Another expert agreed that H1N1 flu may seem to be gone right now, but should not be forgotten.
"I think there's a perception that the virus has entirely disappeared because we're not seeing [many] new cases but viruses don't really go away. They go into hiding," said Dr. Len Horovitz, a pulmonary specialist with Lenox Hill Hospital in New York City. Often, he said, flu strains are "migrating somewhere where they re-assort [genetically] and reemerge in a different from."
According to the World Health Organization, H1N1 flu is currently most active in areas of the Caribbean and Southeast Asia, although cases remain relatively low, Agence France-Presse reported. WHO based its announcement Thursday on a report from a 15-member panel of experts. That committee will meet again in July when more data arrives on the progress of flu during the southern hemisphere's winter season.
Since it first appeared, H1N1 -- which had killed 12,000 Americans by the end of March, according to CDC estimates -- has distinguished itself from the "regular" flu in several ways.
For one thing, it has tended to strike harder at children and younger adults than at the elderly, who were the most likely to succumb to previous seasonal flu strains. That could be because older people picked up some immunity in their youth from prior, related H1N1 outbreaks.
And pregnant women, especially, were endangered from the H1N1 strain. In a study published in April in the Journal of the American Medical Association, CDC researchers found that while pregnant women make up about 1 percent of the U.S. population at any given time, during the 2009 H1N1 swine flu outbreak they made up 5 percent of deaths.

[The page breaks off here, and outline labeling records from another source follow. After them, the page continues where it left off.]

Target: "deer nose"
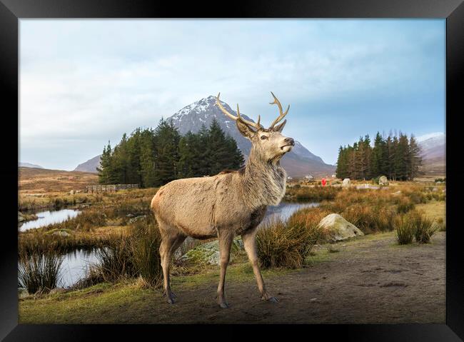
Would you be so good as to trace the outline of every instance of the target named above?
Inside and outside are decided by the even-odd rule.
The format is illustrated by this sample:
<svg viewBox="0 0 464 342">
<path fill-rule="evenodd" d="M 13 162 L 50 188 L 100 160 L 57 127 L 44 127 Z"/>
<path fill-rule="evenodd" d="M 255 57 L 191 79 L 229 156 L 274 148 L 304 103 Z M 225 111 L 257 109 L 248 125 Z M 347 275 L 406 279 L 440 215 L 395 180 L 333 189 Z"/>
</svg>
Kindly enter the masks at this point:
<svg viewBox="0 0 464 342">
<path fill-rule="evenodd" d="M 287 144 L 290 144 L 292 146 L 295 146 L 295 141 L 293 138 L 286 138 L 283 141 Z"/>
</svg>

Still, compared to prior seasons of "regular" flu, H1N1 actually caused milder disease and fewer deaths overall. (The conventional seasonal flu typically kills about 36,000 Americans every year.) That might remain the case in the near future, experts said, but changes to the H1N1 virus and those most affected could occur over time.

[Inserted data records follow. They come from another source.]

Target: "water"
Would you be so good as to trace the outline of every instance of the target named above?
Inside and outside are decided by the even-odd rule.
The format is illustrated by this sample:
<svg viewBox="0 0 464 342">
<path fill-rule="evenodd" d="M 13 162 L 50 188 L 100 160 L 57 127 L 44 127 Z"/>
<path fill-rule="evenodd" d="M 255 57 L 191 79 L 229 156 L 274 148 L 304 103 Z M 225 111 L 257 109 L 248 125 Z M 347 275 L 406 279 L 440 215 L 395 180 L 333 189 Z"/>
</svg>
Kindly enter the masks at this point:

"As H1N1 becomes mature, I would expect that the relative number of hospitalizations between young adults and the elderly will start to change but that'll mostly be because of decreased number of hospitalizations in young people rather than in increases in the elderly," Treanor said. "I wouldn't be surprised if over the next flu seasons the impact on the elderly becomes relatively less."